Recently, a team of researchers from the University of Cambridge has laid the foundations not just for growing functional organs but functional synthetic embryos capable of developing a beating heart, gut, and brain. Their report was published in Nature.
The organoid revolution
In 1981, scientists discovered how to keep stem cells alive. This was a significant breakthrough, as stem cells have notoriously rigorous demands. Nevertheless, stem cells remained a relatively niche research area, mainly because scientists didn’t know how to convince the cells to turn into other cells.
Then, in 1987, scientists embedded isolated stem cells in a gelatinous protein mixture called Matrigel, which simulated the three-dimensional environment of animal tissue. The cells thrived, but they also did something remarkable: they created breast tissue capable of producing milk proteins. This was the first organoid — a clump of cells that behave and function like a real organ. The organoid revolution had begun, and it all started with a boob in Jello.
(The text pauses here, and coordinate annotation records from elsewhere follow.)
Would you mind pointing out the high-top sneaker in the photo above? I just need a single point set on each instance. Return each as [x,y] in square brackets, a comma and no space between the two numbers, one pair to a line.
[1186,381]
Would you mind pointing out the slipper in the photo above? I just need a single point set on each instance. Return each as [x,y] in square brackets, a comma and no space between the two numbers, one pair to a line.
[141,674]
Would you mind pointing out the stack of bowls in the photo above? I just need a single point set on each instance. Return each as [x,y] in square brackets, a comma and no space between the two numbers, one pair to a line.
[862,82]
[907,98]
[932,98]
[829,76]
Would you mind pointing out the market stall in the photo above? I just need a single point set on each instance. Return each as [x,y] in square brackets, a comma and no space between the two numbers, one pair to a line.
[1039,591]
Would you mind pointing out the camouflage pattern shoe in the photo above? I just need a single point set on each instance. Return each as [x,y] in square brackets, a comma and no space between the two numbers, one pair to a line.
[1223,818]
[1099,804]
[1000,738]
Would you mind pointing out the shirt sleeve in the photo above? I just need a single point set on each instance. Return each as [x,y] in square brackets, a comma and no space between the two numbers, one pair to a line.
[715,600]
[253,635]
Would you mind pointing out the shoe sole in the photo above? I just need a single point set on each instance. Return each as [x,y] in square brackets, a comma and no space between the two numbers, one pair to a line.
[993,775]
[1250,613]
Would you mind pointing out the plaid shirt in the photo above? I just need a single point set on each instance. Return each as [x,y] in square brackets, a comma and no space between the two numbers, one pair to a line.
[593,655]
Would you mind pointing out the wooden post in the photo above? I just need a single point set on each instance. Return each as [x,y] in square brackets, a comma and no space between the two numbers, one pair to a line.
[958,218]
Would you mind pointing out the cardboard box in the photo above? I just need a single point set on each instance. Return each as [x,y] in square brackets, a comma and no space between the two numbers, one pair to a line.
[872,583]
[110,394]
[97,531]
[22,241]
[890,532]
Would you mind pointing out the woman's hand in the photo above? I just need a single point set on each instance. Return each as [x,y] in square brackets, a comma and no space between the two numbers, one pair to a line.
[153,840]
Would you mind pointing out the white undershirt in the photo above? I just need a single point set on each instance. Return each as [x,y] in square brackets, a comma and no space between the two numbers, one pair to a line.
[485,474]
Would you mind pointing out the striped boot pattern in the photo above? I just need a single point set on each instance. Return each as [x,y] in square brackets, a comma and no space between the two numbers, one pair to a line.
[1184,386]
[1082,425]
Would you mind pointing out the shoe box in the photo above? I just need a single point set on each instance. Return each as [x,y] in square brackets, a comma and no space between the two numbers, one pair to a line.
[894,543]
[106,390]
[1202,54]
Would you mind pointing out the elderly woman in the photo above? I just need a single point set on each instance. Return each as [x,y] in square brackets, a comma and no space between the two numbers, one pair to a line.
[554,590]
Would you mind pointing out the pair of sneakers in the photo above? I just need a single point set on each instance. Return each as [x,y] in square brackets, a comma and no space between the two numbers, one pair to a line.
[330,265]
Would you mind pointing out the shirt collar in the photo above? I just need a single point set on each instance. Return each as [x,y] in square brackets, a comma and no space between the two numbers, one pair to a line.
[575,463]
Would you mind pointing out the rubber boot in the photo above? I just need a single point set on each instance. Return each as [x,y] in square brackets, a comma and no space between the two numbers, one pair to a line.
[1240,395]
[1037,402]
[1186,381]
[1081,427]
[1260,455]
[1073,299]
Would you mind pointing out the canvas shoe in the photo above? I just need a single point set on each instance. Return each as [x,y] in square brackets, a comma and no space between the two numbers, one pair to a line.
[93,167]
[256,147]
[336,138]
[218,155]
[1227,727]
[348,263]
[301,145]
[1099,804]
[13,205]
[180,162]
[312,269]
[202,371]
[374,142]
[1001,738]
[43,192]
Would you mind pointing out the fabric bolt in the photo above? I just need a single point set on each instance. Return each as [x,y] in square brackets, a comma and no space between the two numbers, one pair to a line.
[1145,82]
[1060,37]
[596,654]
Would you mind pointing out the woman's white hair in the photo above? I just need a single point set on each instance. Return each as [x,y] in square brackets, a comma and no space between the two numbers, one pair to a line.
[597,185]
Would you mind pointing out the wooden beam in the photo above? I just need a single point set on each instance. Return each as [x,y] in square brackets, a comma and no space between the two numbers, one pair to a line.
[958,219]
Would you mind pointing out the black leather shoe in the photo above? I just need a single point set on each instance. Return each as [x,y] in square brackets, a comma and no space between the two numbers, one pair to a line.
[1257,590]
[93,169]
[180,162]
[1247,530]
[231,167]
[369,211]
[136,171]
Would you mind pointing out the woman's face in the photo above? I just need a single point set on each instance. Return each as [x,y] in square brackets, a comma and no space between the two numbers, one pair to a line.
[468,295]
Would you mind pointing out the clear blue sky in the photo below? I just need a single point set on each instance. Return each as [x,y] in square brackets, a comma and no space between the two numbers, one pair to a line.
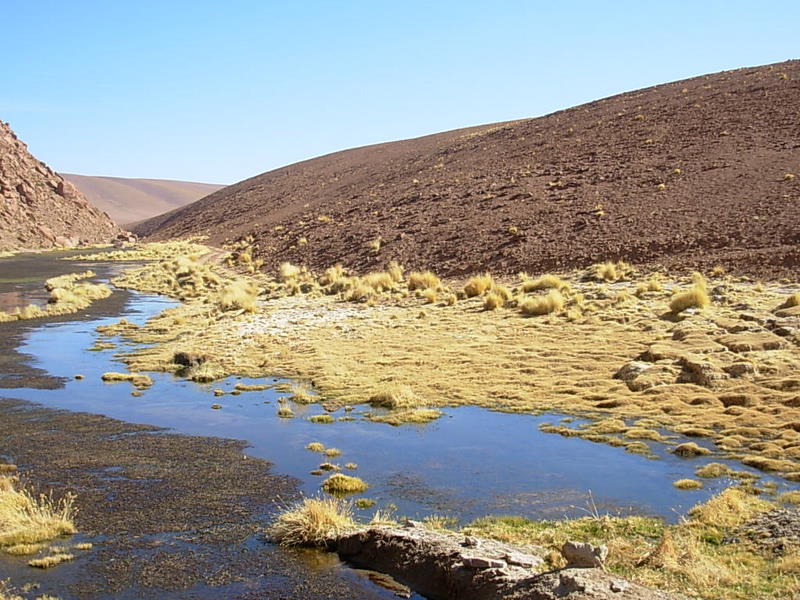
[222,91]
For the next 20 years, it was rare to find a scientist who identified as an “organoid researcher,” but there were many “stem cell researchers” who wanted to figure out how to turn stem cells into other cells. Eventually, they discovered the signals (called growth factors) that stem cells require to differentiate into other types of cells.
For a human embryo (and its organs) to develop successfully, there needs to be a “dialogue” between these three types of stem cells.
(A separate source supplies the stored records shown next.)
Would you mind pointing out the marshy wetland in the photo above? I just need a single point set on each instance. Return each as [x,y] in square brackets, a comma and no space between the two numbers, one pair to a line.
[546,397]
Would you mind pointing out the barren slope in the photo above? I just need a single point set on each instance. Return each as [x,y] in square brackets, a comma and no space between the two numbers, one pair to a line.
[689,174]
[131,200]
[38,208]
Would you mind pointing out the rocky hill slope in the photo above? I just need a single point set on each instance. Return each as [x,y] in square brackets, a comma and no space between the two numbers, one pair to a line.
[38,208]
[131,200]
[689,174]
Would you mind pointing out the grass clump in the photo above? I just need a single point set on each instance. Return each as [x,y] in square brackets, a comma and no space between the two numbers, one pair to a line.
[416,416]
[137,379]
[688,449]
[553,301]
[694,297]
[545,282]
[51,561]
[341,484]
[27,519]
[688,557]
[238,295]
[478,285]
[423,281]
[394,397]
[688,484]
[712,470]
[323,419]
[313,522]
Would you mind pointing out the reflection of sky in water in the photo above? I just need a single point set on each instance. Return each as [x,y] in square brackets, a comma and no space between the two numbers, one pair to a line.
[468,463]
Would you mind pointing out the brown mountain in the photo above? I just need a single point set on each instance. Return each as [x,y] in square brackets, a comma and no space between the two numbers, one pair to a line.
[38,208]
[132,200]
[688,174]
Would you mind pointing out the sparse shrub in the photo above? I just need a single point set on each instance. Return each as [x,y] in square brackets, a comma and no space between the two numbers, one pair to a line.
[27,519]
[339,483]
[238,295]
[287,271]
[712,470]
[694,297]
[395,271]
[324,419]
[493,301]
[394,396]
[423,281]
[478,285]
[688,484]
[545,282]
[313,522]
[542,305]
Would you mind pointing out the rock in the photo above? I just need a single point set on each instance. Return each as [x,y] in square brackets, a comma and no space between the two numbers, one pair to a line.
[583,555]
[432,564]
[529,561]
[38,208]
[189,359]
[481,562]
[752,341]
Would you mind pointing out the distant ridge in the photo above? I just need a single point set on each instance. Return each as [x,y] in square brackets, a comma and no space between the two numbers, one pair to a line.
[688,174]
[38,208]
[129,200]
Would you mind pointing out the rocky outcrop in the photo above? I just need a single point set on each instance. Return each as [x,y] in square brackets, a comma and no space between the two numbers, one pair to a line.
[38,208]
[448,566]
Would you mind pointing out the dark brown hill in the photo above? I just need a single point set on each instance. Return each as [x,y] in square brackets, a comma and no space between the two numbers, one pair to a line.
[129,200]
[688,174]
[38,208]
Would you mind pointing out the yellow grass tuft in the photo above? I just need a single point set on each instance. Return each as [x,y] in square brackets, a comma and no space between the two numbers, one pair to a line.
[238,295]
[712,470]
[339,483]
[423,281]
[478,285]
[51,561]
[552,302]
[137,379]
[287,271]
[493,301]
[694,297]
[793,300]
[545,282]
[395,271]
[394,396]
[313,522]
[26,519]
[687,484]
By the end of the 2000s, researchers began combining stem cells, Matrigel, and the newly characterized growth factors to create dozens of organoids, from liver organoids capable of producing the bile salts necessary for digesting fat to brain organoids with components that resemble eyes, the spinal cord, and arguably, the beginnings of sentience.
Synthetic embryos
Organoids possess an intrinsic flaw: they are organ-like. They share some characteristics with real organs, making them powerful tools for research. However, no one has found a way to create an organoid with all the characteristics and functions of a real organ. But Magdalena Żernicka-Goetz, a developmental biologist, might have set the foundation for that discovery.
Żernicka-Goetz hypothesized that organoids fail to develop into fully functional organs because organs develop as a collective. Organoid research often uses embryonic stem cells, which are the cells from which the developing organism is created. However, there are two other types of stem cells in an early embryo: stem cells that become the placenta and those that become the yolk sac (where the embryo grows and gets its nutrients in early development). For a human embryo (and its organs) to develop successfully, there needs to be a “dialogue” between these three types of stem cells. In other words, Żernicka-Goetz suspected the best way to grow a functional organoid was to produce a synthetic embryoid.
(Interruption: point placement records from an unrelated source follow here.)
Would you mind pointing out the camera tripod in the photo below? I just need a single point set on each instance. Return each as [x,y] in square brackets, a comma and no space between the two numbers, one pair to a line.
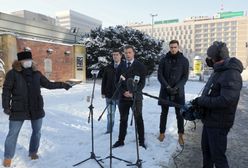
[111,156]
[91,107]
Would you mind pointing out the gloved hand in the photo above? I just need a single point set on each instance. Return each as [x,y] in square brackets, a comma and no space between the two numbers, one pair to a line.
[172,91]
[7,111]
[66,86]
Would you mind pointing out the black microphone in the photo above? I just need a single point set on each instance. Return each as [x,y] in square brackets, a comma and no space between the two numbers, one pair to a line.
[95,72]
[136,79]
[130,85]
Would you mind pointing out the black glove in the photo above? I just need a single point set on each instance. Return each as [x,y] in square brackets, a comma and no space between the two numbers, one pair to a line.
[7,111]
[66,86]
[172,91]
[194,102]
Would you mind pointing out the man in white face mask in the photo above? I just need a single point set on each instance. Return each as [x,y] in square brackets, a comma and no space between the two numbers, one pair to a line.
[22,100]
[27,63]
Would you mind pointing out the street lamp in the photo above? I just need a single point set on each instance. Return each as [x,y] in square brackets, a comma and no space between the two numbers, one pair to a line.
[153,15]
[74,31]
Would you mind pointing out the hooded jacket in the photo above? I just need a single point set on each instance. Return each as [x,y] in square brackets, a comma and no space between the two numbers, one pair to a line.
[22,95]
[221,94]
[173,71]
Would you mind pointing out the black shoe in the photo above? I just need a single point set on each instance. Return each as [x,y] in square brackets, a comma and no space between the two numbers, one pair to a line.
[118,144]
[107,132]
[143,145]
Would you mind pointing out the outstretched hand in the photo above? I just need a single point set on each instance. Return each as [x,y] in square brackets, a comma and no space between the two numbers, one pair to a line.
[66,86]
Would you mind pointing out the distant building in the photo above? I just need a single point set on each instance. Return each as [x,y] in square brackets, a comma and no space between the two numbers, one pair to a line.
[196,34]
[36,30]
[34,16]
[77,22]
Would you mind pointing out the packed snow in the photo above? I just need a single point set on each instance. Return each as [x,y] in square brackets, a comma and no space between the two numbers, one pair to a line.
[66,133]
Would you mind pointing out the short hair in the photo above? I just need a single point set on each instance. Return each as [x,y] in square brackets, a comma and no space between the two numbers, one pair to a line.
[128,47]
[174,42]
[117,50]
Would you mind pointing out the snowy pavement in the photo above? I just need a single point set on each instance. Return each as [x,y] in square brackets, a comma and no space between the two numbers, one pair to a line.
[66,134]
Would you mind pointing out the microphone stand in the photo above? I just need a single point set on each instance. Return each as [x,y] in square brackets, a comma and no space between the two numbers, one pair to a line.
[111,156]
[91,107]
[139,161]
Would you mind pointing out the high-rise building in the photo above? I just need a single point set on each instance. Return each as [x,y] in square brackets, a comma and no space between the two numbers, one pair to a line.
[196,34]
[76,21]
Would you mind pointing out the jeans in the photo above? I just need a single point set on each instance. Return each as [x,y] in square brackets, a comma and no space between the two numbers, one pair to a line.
[163,120]
[112,107]
[124,107]
[11,139]
[214,143]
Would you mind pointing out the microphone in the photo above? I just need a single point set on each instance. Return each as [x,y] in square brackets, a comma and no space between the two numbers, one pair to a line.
[94,72]
[136,79]
[130,85]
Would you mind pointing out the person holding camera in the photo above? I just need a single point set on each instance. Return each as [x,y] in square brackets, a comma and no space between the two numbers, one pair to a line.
[108,87]
[130,68]
[219,102]
[173,73]
[22,100]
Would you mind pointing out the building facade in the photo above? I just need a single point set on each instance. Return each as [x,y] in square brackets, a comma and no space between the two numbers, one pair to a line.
[196,34]
[34,16]
[77,22]
[34,29]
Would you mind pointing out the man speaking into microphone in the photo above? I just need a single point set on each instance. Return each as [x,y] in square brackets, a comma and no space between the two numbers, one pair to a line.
[130,68]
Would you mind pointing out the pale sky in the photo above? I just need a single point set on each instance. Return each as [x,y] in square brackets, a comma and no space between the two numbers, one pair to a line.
[119,12]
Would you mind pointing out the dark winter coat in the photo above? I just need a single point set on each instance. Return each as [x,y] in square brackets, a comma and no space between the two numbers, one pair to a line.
[221,94]
[173,71]
[136,69]
[22,95]
[108,81]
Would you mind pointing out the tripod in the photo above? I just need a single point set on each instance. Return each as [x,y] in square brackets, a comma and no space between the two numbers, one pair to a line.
[139,161]
[92,156]
[111,156]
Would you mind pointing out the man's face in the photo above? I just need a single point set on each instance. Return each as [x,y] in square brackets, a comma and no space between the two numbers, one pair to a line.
[116,57]
[129,54]
[174,48]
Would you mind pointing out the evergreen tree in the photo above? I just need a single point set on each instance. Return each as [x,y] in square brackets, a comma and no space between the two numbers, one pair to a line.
[101,42]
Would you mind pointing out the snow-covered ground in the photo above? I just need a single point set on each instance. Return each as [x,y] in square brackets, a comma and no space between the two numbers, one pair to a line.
[66,134]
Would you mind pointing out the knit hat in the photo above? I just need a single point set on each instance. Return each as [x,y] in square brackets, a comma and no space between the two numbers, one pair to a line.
[218,51]
[24,55]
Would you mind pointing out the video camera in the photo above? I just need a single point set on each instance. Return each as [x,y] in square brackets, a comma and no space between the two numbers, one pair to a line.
[191,112]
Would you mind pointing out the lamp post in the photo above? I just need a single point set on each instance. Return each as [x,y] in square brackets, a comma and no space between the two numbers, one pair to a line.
[74,31]
[153,15]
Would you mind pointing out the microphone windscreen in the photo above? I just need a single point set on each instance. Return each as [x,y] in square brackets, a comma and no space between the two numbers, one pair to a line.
[130,85]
As described in the aforementioned Nature paper, Żernicka-Goetz and her team mimicked the embryonic environment by mixing these three types of stem cells from mice. Amazingly, the stem cells self-organized into structures and progressed through the successive developmental stages until they had beating hearts and the foundations of the brain.
“Our mouse embryo model not only develops a brain, but also a beating heart [and] all the components that go on to make up the body,” said Żernicka-Goetz. “It’s just unbelievable that we’ve got this far. This has been the dream of our community for years and major focus of our work for a decade and finally we’ve done it.”
If the methods developed by Żernicka-Goetz’s team are successful with human stem cells, scientists someday could use them to guide the development of synthetic organs for patients awaiting transplants. It also opens the door to studying how embryos develop during pregnancy.